Rencana yang diumumkan pada hari Rabu ini menyerukan peningkatan lebih dari dua kali lipat jumlah tersebut dalam satu tahun – yang secara teoritis melebihi jumlah warga Haiti yang sebenarnya tinggal di Republik Dominika. Menurut statistik resmi, lebih dari 495.815 warga Haiti menyebut Republik Dominika sebagai rumah mereka.

Organisasi-organisasi sayap kanan mengutuk pengusiran tersebut, dan menuduh pemerintah Dominika menerapkan kebijakan imigrasi rasis yang memanfaatkan tren diskriminasi terhadap Haiti yang lebih luas dan historis.

Mayoritas penduduk Republik Dominika mengidentifikasi diri sebagai ras campuran, sedangkan Haiti didominasi warga kulit hitam.

Migrasi orang Haiti ke Republik Dominika dimulai secara massal setelah Amerika Serikat menduduki Haiti pada tahun 1915. Namun, meskipun banyak orang Haiti telah tinggal di negara tersebut selama beberapa dekade, ketakutan terus menyelimuti “Haitisme” masyarakat Dominika.

Beberapa kritikus bahkan menuduh pemerintah Dominika membuat profil rasial terhadap warga Dominika kulit hitam selama pengusiran.

Selama gelombang deportasi tahun 2022, William Charpantier – koordinator MENAMIRD, meja bundar nasional untuk migran dan pengungsi di Republik Dominika – mengatakan kepada Al Jazeera bahwa “siapa pun yang terlihat seperti warga Haiti” ditangkap di jalan dan ditahan.

“Deportasi ini menyebabkan terpisahnya keluarga.

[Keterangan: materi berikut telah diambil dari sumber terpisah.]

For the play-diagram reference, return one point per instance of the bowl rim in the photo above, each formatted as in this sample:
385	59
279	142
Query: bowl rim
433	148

Orang-orang dengan dokumen sah dideportasi, orang-orang yang lahir di sini di Republik Dominika dideportasi,” kata Charpantier saat itu.

“Ini bukan deportasi. Ini adalah penganiayaan berdasarkan ras.”

Ketika kekerasan dan ketidakstabilan meningkat di Haiti, badan pengungsi PBB (UNHCR) telah mendesak pemerintah di seluruh dunia untuk tidak mendeportasi warga Haiti kembali ke negara mereka.

“Kehidupan, keamanan dan kebebasan warga Haiti terancam akibat meroketnya kekerasan geng dan pelanggaran hak asasi manusia,” Elizabeth Tan, Direktur Divisi Perlindungan Internasional UNHCR, katanya pada bulan Maret.

“UNHCR mengingatkan negara-negara tentang perlunya memastikan bahwa warga Haiti yang mungkin membutuhkan perlindungan pengungsi internasional menerimanya,” kata Tan. “Kami juga menegaskan kembali seruan kami kepada semua negara untuk tidak memulangkan paksa warga ke Haiti, termasuk mereka yang permohonan suakanya ditolak.”